How Popular is Matplotlib?#
Anecdotally the Matplotlib maintainers were told
“About 15% of arXiv papers use Matplotlib”
arXiv is the preeminent repository for scholarly prepreint articles. It stores millions of journal articles used across science. It’s also public access, and so we can just scrape the entire thing given enough compute power.
You can download this jupyter notebook
to follow along.
Watermark#
Starting in the early 2010s, Matplotlib started including the bytes b"Matplotlib"

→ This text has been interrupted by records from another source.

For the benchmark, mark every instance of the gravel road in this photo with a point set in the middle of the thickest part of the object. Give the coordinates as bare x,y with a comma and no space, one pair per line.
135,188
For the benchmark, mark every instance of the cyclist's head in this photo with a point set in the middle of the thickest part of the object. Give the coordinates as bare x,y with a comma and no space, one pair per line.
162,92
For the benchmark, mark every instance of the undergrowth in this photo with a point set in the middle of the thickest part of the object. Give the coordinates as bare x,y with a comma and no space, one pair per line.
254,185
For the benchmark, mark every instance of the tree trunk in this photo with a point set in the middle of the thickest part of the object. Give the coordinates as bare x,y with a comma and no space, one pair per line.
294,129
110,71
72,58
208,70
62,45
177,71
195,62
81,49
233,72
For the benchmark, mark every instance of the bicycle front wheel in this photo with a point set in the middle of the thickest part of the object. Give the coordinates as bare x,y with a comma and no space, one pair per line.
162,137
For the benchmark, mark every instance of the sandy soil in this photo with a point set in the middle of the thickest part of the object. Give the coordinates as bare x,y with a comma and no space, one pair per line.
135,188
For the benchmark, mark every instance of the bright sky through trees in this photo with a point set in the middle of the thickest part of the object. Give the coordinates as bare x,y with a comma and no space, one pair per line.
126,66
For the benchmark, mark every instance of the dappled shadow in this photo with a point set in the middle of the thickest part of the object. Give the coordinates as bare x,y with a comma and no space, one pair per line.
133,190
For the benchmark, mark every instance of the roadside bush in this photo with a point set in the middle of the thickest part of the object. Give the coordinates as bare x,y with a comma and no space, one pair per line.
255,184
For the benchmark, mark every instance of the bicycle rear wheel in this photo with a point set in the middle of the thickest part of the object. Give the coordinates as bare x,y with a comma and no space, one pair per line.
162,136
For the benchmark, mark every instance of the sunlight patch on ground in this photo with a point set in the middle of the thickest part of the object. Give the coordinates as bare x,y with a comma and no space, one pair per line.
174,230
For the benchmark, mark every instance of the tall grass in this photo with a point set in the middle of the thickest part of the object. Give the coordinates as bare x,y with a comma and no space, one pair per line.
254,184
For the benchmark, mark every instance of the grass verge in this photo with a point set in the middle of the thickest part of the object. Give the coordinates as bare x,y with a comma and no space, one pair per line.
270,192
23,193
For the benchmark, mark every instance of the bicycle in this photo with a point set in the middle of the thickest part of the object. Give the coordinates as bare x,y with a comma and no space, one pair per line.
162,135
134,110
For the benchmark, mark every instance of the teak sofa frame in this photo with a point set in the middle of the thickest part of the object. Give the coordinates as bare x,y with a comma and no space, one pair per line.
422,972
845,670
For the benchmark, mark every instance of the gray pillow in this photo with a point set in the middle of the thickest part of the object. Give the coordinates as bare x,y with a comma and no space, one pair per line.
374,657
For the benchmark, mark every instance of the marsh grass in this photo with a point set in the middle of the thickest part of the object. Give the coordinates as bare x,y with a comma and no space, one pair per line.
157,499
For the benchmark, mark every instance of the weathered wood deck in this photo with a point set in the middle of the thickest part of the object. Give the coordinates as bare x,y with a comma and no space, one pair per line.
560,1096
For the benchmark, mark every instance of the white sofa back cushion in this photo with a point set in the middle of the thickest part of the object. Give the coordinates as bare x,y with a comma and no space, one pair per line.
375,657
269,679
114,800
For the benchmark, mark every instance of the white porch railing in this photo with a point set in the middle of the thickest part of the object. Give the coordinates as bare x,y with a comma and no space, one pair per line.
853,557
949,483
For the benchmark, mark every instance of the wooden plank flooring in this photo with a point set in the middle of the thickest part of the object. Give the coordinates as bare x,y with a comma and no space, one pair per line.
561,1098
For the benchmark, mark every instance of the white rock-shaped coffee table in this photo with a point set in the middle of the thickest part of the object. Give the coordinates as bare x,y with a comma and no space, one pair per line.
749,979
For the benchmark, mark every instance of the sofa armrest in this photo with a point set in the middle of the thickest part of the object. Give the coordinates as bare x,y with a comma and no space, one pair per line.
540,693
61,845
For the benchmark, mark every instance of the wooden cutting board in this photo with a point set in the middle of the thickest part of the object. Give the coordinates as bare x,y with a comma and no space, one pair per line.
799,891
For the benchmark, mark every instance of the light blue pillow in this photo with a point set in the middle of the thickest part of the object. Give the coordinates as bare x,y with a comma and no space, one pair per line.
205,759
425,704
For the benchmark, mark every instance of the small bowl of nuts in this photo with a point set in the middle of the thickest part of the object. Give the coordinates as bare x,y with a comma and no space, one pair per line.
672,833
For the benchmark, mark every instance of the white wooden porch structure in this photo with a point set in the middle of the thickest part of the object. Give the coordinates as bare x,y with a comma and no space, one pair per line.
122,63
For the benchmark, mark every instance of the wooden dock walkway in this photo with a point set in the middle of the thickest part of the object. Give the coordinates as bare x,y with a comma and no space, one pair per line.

in every PNG and PDF that they produce. These bytes persist in PDFs that contain Matplotlib plots, including the PDFs stored on arXiv. As a result, it’s pretty simple to check if a PDF contains a Matplotlib image. All we have to do is scan through every PDF and look for these bytes; no parsing required.
Data#
The data is stored in a requester pays bucket at s3://arxiv and on GCS hosted by Kaggle.
The data is about 1TB in size. We’re going to use Dask for this.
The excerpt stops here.